Thursday, September 16, 2004

THE LATEST U.S. UNEMPLOYMENT STATISTICS

This table gives the latest U.S. unempoyment statistics in the rightmost column. Note that for those without a High School diploma the unemployment rate is 8.1% and that unemployment drops with each level of education so that those with a degree of some sort have an unemployment rate of only 2.7%.

The conventional interpretation of these statistics would be that education enhances your employability. What I think the results show, however, is quite the opposite. It shows that the amount of education you get under the present system makes remarkably little difference to your employability. If the current U.S. educational system was of much practical use, being without even a High School diploma should be a big handicap. Since 91.1% of those without such a diploma do in fact get a job, why even bother with High School, let alone a degree?

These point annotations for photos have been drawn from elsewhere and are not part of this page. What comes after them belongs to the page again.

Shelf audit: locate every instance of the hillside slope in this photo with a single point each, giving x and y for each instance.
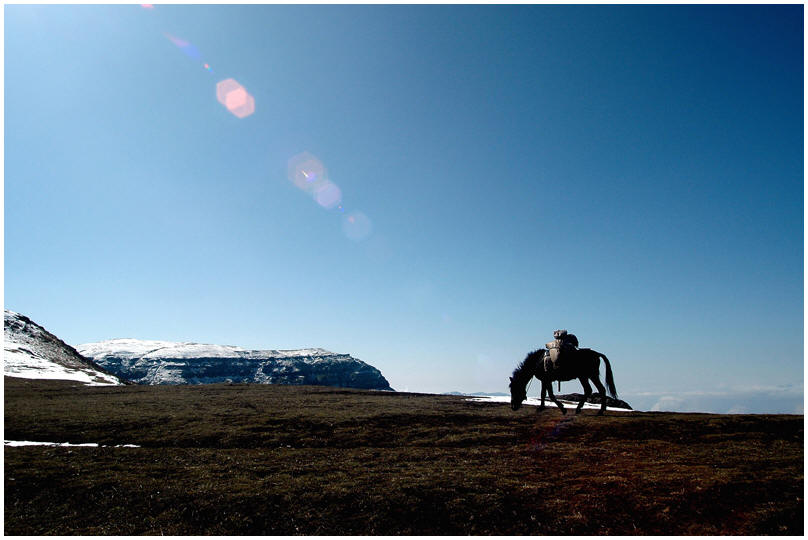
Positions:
(269, 459)
(31, 352)
(167, 362)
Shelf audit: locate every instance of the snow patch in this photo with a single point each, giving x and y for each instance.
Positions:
(90, 445)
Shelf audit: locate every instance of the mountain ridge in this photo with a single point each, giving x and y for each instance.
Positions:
(167, 362)
(31, 352)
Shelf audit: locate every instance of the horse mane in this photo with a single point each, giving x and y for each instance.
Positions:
(529, 364)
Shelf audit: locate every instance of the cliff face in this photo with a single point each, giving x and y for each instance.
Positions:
(161, 362)
(31, 352)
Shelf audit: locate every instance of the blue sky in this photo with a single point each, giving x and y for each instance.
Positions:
(633, 174)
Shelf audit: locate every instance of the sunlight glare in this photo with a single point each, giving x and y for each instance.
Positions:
(235, 98)
(356, 226)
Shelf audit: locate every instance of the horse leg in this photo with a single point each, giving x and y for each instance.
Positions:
(602, 390)
(587, 393)
(543, 393)
(552, 396)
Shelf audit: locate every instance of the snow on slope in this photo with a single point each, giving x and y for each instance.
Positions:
(140, 348)
(31, 352)
(167, 362)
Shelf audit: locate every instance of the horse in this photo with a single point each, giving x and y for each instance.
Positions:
(581, 364)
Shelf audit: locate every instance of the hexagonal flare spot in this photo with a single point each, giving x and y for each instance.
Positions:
(307, 172)
(235, 98)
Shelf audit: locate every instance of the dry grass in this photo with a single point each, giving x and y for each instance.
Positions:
(255, 459)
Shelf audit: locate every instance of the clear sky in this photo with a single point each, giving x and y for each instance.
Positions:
(633, 174)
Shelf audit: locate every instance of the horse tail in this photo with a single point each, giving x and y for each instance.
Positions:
(609, 377)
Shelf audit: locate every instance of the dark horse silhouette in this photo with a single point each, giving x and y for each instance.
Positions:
(581, 364)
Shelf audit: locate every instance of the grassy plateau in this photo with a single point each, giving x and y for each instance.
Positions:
(265, 459)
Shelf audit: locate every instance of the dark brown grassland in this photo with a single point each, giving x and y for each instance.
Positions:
(260, 459)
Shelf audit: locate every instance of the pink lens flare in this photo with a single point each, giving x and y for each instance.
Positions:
(356, 226)
(235, 98)
(307, 172)
(328, 195)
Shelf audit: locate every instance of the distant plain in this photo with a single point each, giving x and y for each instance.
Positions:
(267, 459)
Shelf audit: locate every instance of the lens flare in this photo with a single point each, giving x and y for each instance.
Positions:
(357, 226)
(235, 98)
(306, 172)
(184, 46)
(329, 195)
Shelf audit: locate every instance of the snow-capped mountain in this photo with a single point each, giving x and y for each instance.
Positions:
(31, 352)
(166, 362)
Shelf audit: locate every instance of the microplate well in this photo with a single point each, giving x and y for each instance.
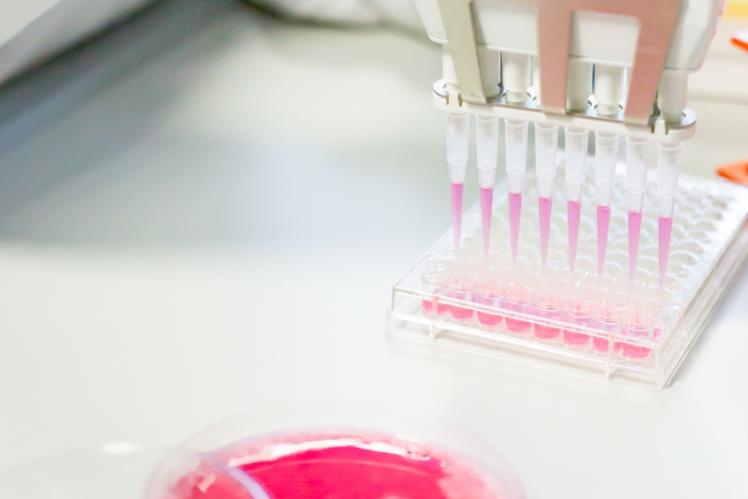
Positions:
(611, 327)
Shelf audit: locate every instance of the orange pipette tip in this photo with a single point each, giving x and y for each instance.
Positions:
(740, 39)
(736, 172)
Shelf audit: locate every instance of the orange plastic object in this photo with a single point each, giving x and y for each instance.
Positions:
(740, 39)
(736, 172)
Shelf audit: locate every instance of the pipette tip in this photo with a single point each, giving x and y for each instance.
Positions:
(544, 219)
(457, 190)
(486, 211)
(635, 224)
(603, 223)
(573, 213)
(515, 210)
(665, 227)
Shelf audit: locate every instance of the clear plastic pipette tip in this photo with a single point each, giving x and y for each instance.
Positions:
(457, 155)
(668, 156)
(575, 156)
(516, 164)
(606, 156)
(486, 152)
(546, 143)
(635, 183)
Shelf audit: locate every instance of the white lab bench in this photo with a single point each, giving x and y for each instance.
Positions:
(203, 214)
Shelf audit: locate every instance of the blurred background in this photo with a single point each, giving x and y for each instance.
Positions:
(203, 208)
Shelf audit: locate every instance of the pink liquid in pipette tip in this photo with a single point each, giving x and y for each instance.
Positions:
(486, 210)
(603, 223)
(573, 212)
(544, 219)
(665, 228)
(515, 210)
(457, 190)
(635, 225)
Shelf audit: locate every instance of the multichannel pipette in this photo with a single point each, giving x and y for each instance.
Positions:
(516, 80)
(637, 90)
(486, 155)
(636, 183)
(546, 143)
(576, 154)
(457, 155)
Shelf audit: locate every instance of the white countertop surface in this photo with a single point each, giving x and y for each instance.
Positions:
(204, 212)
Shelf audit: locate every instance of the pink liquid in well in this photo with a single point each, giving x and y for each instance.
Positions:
(515, 210)
(486, 210)
(430, 305)
(487, 318)
(546, 332)
(573, 213)
(333, 466)
(665, 229)
(635, 228)
(460, 313)
(603, 223)
(577, 315)
(457, 191)
(544, 220)
(516, 325)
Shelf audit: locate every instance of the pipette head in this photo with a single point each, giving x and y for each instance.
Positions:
(546, 143)
(636, 172)
(606, 156)
(486, 149)
(668, 155)
(516, 153)
(457, 146)
(576, 154)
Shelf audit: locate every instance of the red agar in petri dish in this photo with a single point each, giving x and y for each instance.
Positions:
(306, 466)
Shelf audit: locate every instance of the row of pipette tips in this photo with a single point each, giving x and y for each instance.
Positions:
(546, 144)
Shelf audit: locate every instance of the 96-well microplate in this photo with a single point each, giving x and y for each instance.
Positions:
(633, 332)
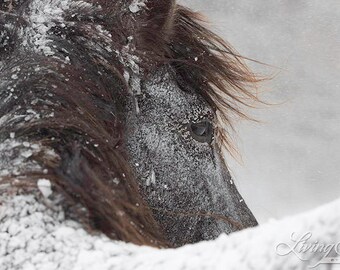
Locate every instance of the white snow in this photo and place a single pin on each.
(41, 22)
(33, 236)
(137, 5)
(45, 187)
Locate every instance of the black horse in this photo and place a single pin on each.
(124, 107)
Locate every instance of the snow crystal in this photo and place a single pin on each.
(44, 186)
(41, 22)
(137, 5)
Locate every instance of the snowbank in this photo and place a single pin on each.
(33, 236)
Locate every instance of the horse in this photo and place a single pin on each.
(119, 112)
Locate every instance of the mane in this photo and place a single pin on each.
(206, 63)
(76, 129)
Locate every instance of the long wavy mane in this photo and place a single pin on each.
(76, 132)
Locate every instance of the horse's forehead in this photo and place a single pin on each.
(167, 97)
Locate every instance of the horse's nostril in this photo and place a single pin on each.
(202, 131)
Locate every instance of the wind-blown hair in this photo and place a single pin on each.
(78, 107)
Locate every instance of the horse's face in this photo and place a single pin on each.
(171, 143)
(70, 62)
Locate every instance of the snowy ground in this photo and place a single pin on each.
(291, 161)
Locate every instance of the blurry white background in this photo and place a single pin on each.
(291, 162)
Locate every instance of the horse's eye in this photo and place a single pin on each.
(202, 131)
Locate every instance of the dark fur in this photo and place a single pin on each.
(87, 129)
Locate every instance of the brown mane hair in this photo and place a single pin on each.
(86, 130)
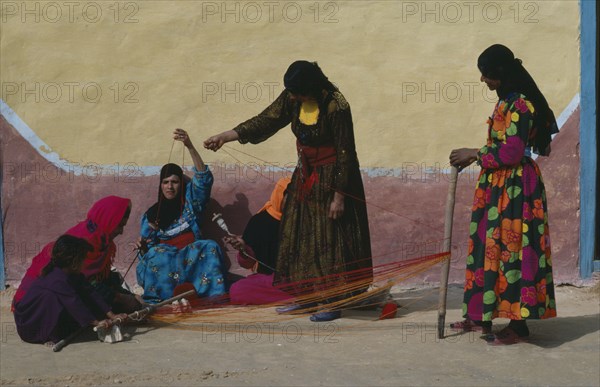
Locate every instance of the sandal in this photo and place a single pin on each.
(506, 336)
(468, 325)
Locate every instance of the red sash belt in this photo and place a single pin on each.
(311, 157)
(182, 240)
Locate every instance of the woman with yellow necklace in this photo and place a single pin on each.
(324, 227)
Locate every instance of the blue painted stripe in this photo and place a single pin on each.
(588, 138)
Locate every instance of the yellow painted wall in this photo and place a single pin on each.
(408, 69)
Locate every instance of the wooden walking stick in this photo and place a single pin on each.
(447, 247)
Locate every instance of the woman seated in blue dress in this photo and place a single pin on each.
(172, 250)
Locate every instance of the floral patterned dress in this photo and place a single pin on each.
(313, 245)
(165, 266)
(509, 266)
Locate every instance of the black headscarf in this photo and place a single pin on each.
(498, 62)
(306, 78)
(164, 212)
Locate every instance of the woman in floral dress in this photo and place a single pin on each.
(509, 266)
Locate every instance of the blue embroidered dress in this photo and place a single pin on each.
(165, 266)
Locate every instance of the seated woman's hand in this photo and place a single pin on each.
(102, 324)
(117, 318)
(235, 241)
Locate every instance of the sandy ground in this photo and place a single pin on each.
(354, 350)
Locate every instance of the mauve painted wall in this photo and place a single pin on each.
(405, 213)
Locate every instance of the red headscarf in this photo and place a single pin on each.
(102, 219)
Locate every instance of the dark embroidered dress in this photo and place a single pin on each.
(313, 245)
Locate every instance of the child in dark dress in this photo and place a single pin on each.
(61, 300)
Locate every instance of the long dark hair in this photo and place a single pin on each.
(164, 212)
(499, 63)
(68, 252)
(307, 79)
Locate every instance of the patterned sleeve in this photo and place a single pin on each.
(509, 131)
(340, 119)
(198, 190)
(267, 123)
(72, 302)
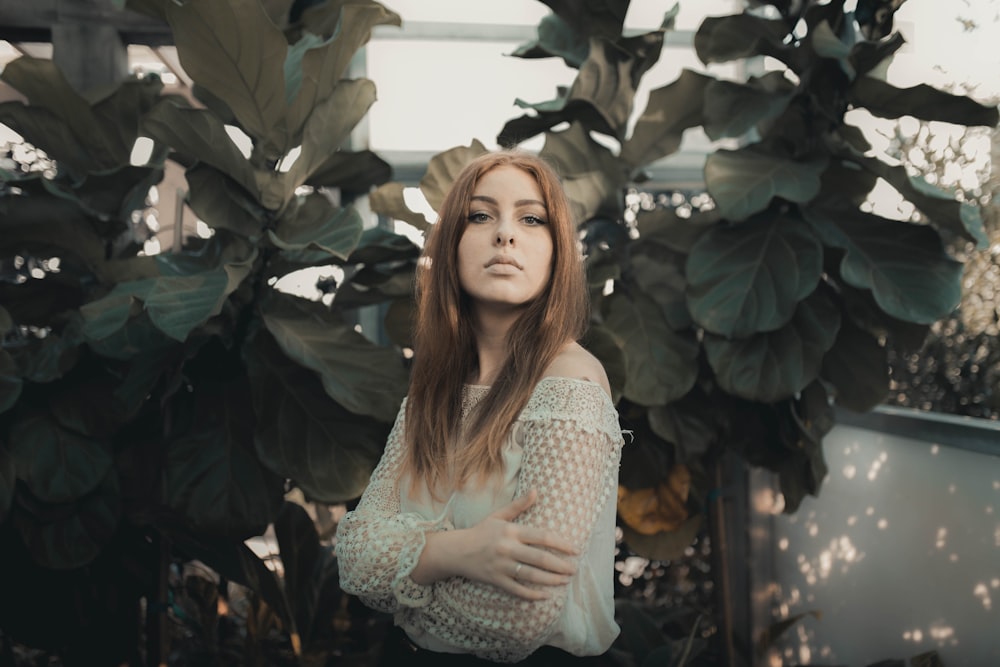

Why not just start work six years earlier and acquire money instead of debts? Clearly, there are many more important factors than education in determining who gets a job. I am sure I don't need to name the factors concerned. The obvious retort to what I have just said is that college graduates get higher-paying jobs but, on Berg's figures, the total pay-difference is still negligible over a lifetime. Poorly paid graduates and well paid truck-drivers are, after all, hardly news.

Sorry to be so cynical.




KNOWLEDGE NO LONGER ESSENTIAL

I have just put online an article written over 30 years ago which might as well have been written yesterday. It offers a critique of the Leftist educational theories and practices that still plague our schools today. Excerpt:

l. Over the last few decades, wrong methods and the abandonment of scholarship as the main aim of education had destroyed the value of much of our schooling, and produced a crisis of 'non-education' in our schools.

2. The New Education, with its rejection of the basic disciplines in favour of sociologically 'relevant' topics on the one hand, and individual juvenile 'creativity' on the other hand, would deal the deathblow to education.

3. The New Education with its inherent tendency to place contentious social issues (and suggested solutions) before uneducated minds, had opened the way for indoctrination of our children and the consequent subversion of democracy.

4. That whatever we may think of 3, our present educational system, having abandoned syllabuses, inspection and examination, left our children entirely at the mercy of individual teachers who might or might not be worthy of their charge. This point is irrefutable, and alone would warrant action at government level.

Criticism of my article has mainly consisted, apart from personal attacks, of loose restatements of the case for the New Education emphasising its 'relevance' in our modern world. I am accused of being in an ivory tower because I believe that children should have a store of basic knowledge before they deal with 'relevant' subjects. Colleagues and I, and most parents and teachers, do not accept the theoretical case for the New Education, and are dismayed at the results of its practical application. In particular, we believe that the sense of frustration among so many of our school-children comes precisely from the failure of modern schooling to provide them with basic knowledge within recognised disciplines.